The chair of the inquiry commission, Miriam Naor, at the hearing, on Thursday.Emil Salman
Naor then asked: “And that he didn’t listen to your advice on April 19, [the tragedy] was the result?” Alkalai said: “I don’t want to ascribe the decision on it, but the nature of the event was very much influenced by the discussion with the commissioner. If the police were determined about meeting the regulations, I think the situation would have been different.”
A few hours after the meeting, Shabtai changed his mind and told Alkalai he had nonetheless decided to make rules for the celebration, Alkalai told the commission. “I decided to go up to the mountain because on one hand the commissioner said ‘either black of white,’ but on the other hand he said there would be regulations, so it wasn’t clear.”
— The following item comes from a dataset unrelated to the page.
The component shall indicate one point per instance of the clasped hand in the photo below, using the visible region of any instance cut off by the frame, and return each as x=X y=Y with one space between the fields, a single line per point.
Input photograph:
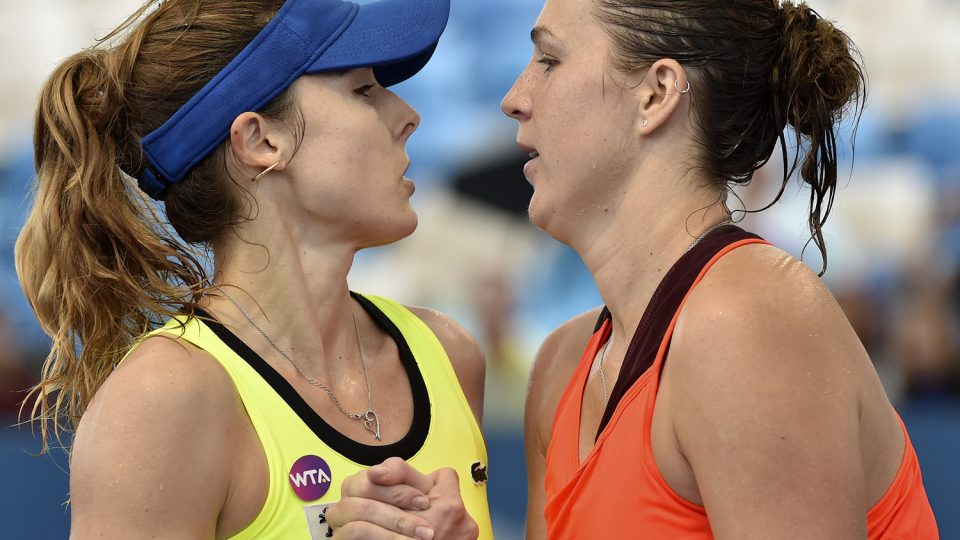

A few days before the event, Health Ministry Director General Prof. Nachman Ash told Alkalai there were no regulations, because the Religious Services Ministry and the police had not reached an agreement, he said.
“I said it wasn’t the police’s [responsibility]. The police’s legal adviser said that no body had any authority to restrict Mount Meron. After a few hours, I received a message to go to the ministerial committee with the commissioner, and he said there: ‘If there is an inquiry commission, they will come to me because I didn’t limit the size of the crowd.”
At the end of this meeting, the participants decided that Ash would send a document summing up the meeting, said Alkalai – “but this document did not reflect what happened in the meeting,” and didn’t reflect what the ministers and Shabtai had said. “We reached a situation where on the eve of the event there was no connection between the regulations and what was done,” said Alkalai.